Taki inteligentny człowiek, lingwista posługujący się biegle łaciną z pewnością zrozumiał:)
Zwracałem się do konkretnego człowieka, więc mogłem wysnuć (jak się okazało) błędny wniosek o Twojej intuicji. Ty zaś zwracałeś się do "ogółu" więc doprecyzowanie było jak najbardziej konieczne:)
Zakłamanie czy zwykłe niedopatrzenie?
Tego totalnie nie rozumiem.
Pomijam już wmawianie roli specjalisty łacinnika :)
Yhym czyli uważasz, ze Ty nie musisz doprecyzowywać bo mówisz do jednej osoby a ja muszę bo mowie do wielu?

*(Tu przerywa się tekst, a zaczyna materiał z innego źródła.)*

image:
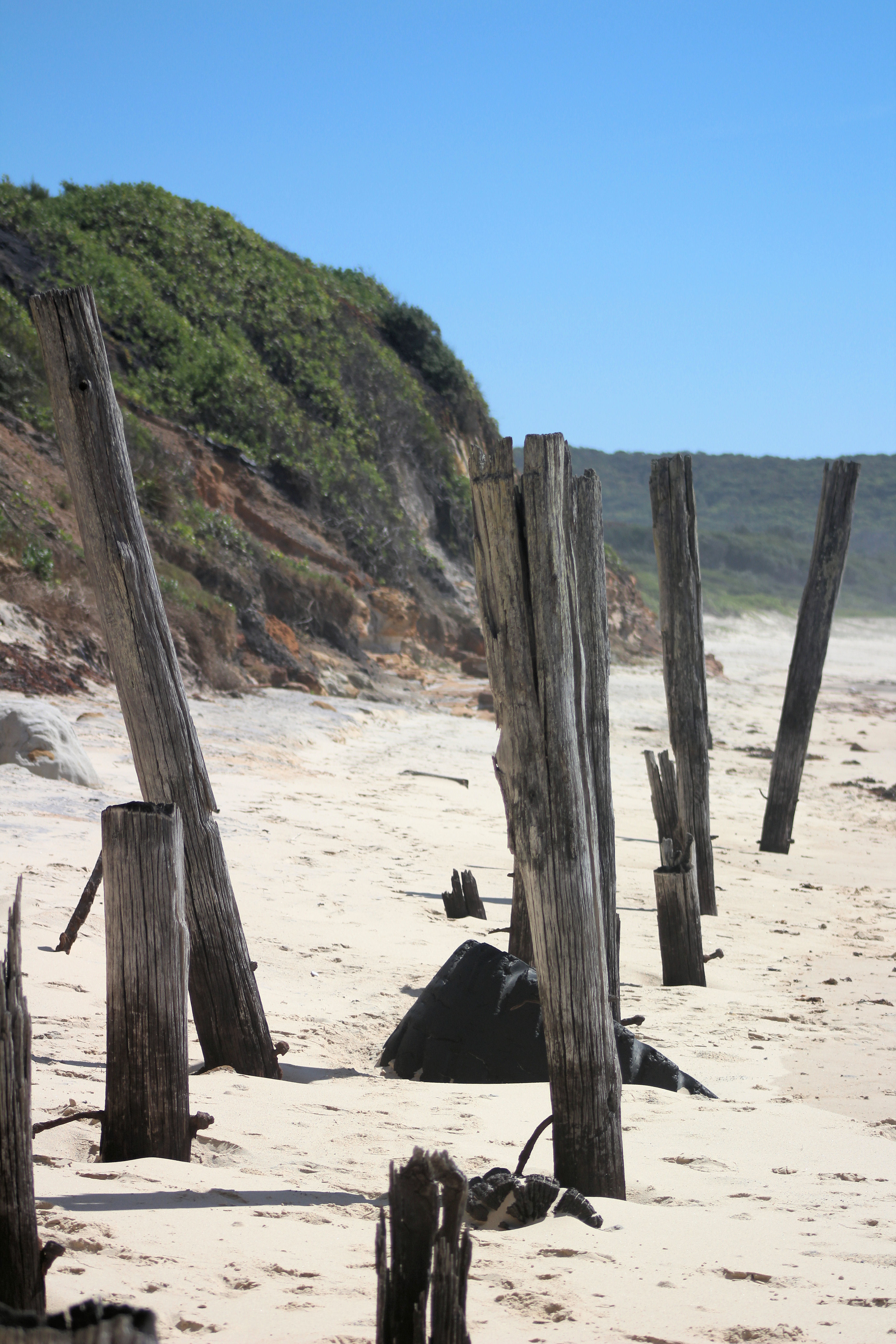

To chciałbym zauważyć, ze nie mowie do grona ludzi tylko każdy będzie to odbieraj pojedynczo i osobiście. Wiec brak zrozumienia będzie występował nie masowo tylko jednostkowo. Wiec różnicy nie ma. Niedopowiedzenie jest niedopowiedzeniem.
Zarzucasz mi bark wytłumaczenia i odpowiedniego rozwinięcia tematu, samemu robiąc to samo.
Argumentum ad hominem to nie to samo co argumentum ad personam !
Nie znasz znaczenia - nie używaj słowa.
Polski znają w ledwo co, a za łacinę się biorą.
#coztymwykopem #glabglabaglabempogania #learnbitches
@PtitChardonnay: Przecież wyjaśniłem dlaczego:
Zwracałem się do konkretnego człowieka, więc mogłem wysnuć (jak się okazało) błędny wniosek o Twojej intuicji. Ty zaś zwracałeś się do "ogółu" więc doprecyzowanie było jak najbardziej konieczne:)
Tego totalnie nie rozumiem.
Wytłumaczyłem
Zarzucasz mi bark wytłumaczenia i odpowiedniego rozwinięcia tematu, samemu robiąc to samo.